Why does Java HotSpot can not optimize array instance after one-time resizing (leads to massive performance loss)?

Question

Why is the use of fBuffer1 in the attached code example (SELECT_QUICK = true) double as fast as the other variant when fBuffer2 is resized only once at the beginning (SELECT_QUICK = false)?

The code path is absolutely identical but even after 10 minutes the throughput of fBuffer2 does not increase to this level of fBuffer1.

Background:

We have a generic data processing framework that collects thousands of Java primitive values in different subclasses (one subclass for each primitive type). These values are stored internally in arrays, which we originally sized sufficiently large. To save heap memory, we have now switched these arrays to dynamic resizing (arrays grow only if needed). As expected, this change has massively reduce the heap memory. However, on the other hand the performance has unfortunately degenerated significantly. Our processing jobs now take 2-3 times longer as before (e.g. 6 min instead of 2 min as before).

I have reduced our problem to a minimum working example and attached it. You can choose with SELECT_QUICK which buffer should be used. I see the same effect with jdk-1.8.0_202-x64 as well as with openjdk-17.0.1-x64.

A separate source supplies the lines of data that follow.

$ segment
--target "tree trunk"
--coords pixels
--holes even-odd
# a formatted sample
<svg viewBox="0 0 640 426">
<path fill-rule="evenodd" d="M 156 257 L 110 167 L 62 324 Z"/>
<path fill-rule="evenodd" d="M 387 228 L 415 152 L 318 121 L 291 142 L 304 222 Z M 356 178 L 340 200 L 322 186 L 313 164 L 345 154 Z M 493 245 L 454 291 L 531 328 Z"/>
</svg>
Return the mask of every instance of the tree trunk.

Buffer 1 (is not resized) shows the following numbers:

duration buf1: 8,890.551ms (8.9s)
duration buf1: 8,339.755ms (8.3s)
duration buf1: 8,620.633ms (8.6s)
duration buf1: 8,682.809ms (8.7s)
...

Buffer 2 (is resized exactly 1 time at the beginning) shows the following numbers:

make buffer 2 larger
duration buf2 (resized): 19,542.750ms (19.5s)
duration buf2 (resized): 22,423.529ms (22.4s)
duration buf2 (resized): 22,413.364ms (22.4s)
duration buf2 (resized): 22,219.383ms (22.2s)
...

I would really appreciate to get some hints, how I can change the code so that fBuffer2 (after resizing) works as fast as fBuffer1. The other way round (make fBuffer1 as slow as fBuffer2) is pretty easy. ;-) Since this problem is placed in some framework-like component I would prefer to change the code instead of tuning the hotspot (with external arguments). But of course, suggestions in both directions are very welcome.

Source Code

import java.util.Locale;

public final class Collector {

    private static final boolean SELECT_QUICK = true;

    private static final long LOOP_COUNT = 50_000L;
    private static final int VALUE_COUNT = 150_000;
    private static final int BUFFER_LENGTH = 100_000;

    private final Buffer fBuffer = new Buffer();

    public void reset() {fBuffer.reset();}
    public void addValueBuf1(long val) {fBuffer.add1(val);}
    public void addValueBuf2(long val) {fBuffer.add2(val);}

    public static final class Buffer {

        private int fIdx = 0;
        private long[] fBuffer1 = new long[BUFFER_LENGTH * 2];
        private long[] fBuffer2 = new long[BUFFER_LENGTH];

        public void reset() {fIdx = 0;}

        public void add1(long value) {
            ensureRemainingBuf1(1);
            fBuffer1[fIdx++] = value;
        }

        public void add2(long value) {
            ensureRemainingBuf2(1);
            fBuffer2[fIdx++] = value;
        }

        private void ensureRemainingBuf1(int remaining) {
            if (remaining > fBuffer1.length - fIdx) {
                System.out.println("make buffer 1 larger");
                fBuffer1 = new long[(fIdx + remaining) << 1];
            }
        }

        private void ensureRemainingBuf2(int remaining) {
            if (remaining > fBuffer2.length - fIdx) {
                System.out.println("make buffer 2 larger");
                fBuffer2 = new long[(fIdx + remaining) << 1];
            }
        }

    }

    public static void main(String[] args) {
        Locale.setDefault(Locale.ENGLISH);
        final Collector collector = new Collector();
        if (SELECT_QUICK) {
            while (true) {
                final long start = System.nanoTime();
                for (long j = 0L; j < LOOP_COUNT; j++) {
                    collector.reset();
                    for (int k = 0; k < VALUE_COUNT; k++) {
                        collector.addValueBuf1(k);
                    }
                }
                final long nanos = System.nanoTime() - start;
                System.out.printf("duration buf1: %1$,.3fms (%2$,.1fs)%n",
                    nanos / 1_000_000d, nanos / 1_000_000_000d);
            }
        } else {
            while (true) {
                final long start = System.nanoTime();
                for (long j = 0L; j < LOOP_COUNT; j++) {
                    collector.reset();
                    for (int k = 0; k < VALUE_COUNT; k++) {
                        collector.addValueBuf2(k);
                    }
                }
                final long nanos = System.nanoTime() - start;
                System.out.printf("duration buf2 (resized): %1$,.3fms (%2$,.1fs)%n",
                    nanos / 1_000_000d, nanos / 1_000_000_000d);
            }
        }
    }

}

Solution

JIT compilation in HotSpot JVM is 1) based on runtime profile data; 2) uses speculative optimizations.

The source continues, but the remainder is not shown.